AI's true cost emerges as vendors end subsidies, banks hunt cheaper options

Tech companies are switching from flat-rate AI pricing to per-token charges, forcing banks to confront real costs that far exceed what they budgeted. Some have burned through a year's spend in months.

Our Take

The subsidy is over. Vendors can no longer hide compute costs behind bulk licensing, and the customers paying for it are already building their own models rather than accept the real bill.

Why it matters

Banks and enterprises are discovering that AI isn't cheap, and neither will be the infrastructure buildout that now sits on $2 trillion in financing (per analyst estimate). If customers defect to in-house solutions or open source, the ROI math that justified vendor spending collapses.

Do this week

Finance: audit your token consumption month-to-month against your annual AI budget baseline before month-end so you can flag overage risk to procurement.

The subsidy era ends, real prices arrive

Tech vendors including Anthropic, OpenAI, and Microsoft are abandoning flat per-seat licensing and switching to per-token pricing. This shift exposes what was always true but hidden: running AI at scale is expensive, and vendors were absorbing losses to drive adoption.
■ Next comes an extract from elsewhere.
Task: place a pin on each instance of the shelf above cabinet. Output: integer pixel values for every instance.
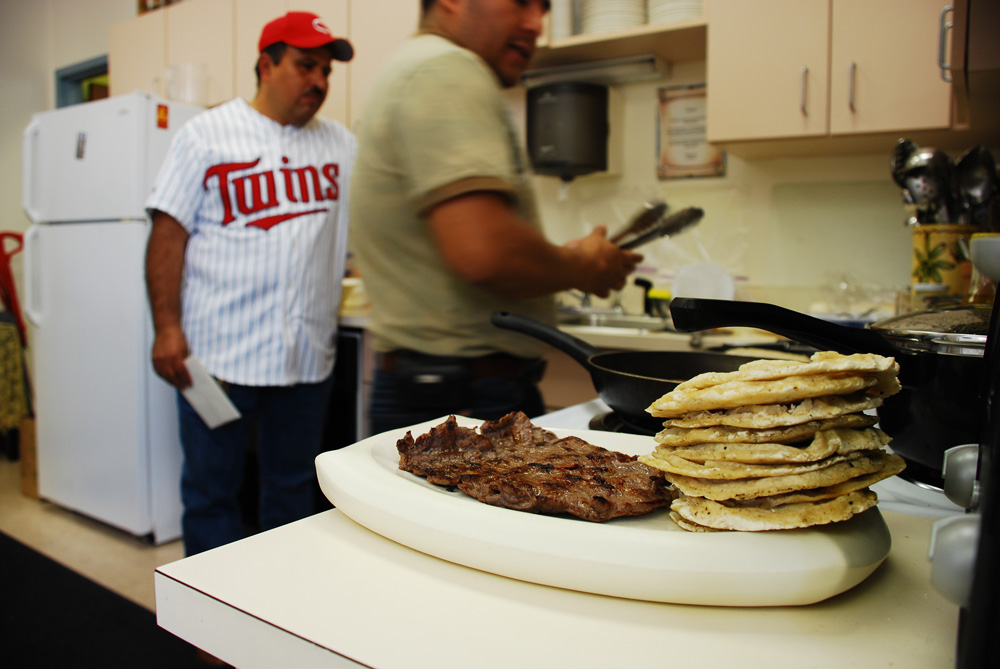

Under the old model, companies paid a fixed rate regardless of usage. This encouraged what insiders call "tokenmaxxing." Under the new model, cost scales with consumption. The result is immediate: some enterprise customers have exhausted a full year's AI budget in months. PNC, for instance, is now building its own AI infrastructure in-house to reduce per-token exposure.

The pricing opacity is beginning to clear. A startup called Ornn is publishing token price indices derived from executed GPU transactions. A second firm, IFX, is building derivatives products on top of that data, allowing traders to hedge compute costs like any commodity.

The math is tightening on vendors and creditors alike

The AI buildout is on track to consume roughly $2 trillion in capital (per analyst Azeem Azhar). Early spending came from hyperscalers themselves, but increasingly, the money is borrowed from banks and private credit. That debt carries a demand: profitability.

Azhar estimates that to achieve a 25% return on $8 billion in annual operating costs for 1 gigawatt of AI capacity, vendors need to charge between $1.05 and $2.10 per token. As of recent data (per Ornn), H100 GPU pricing sits at $2.45 per token, which means vendors are operating at thin or negative margins once overhead is included.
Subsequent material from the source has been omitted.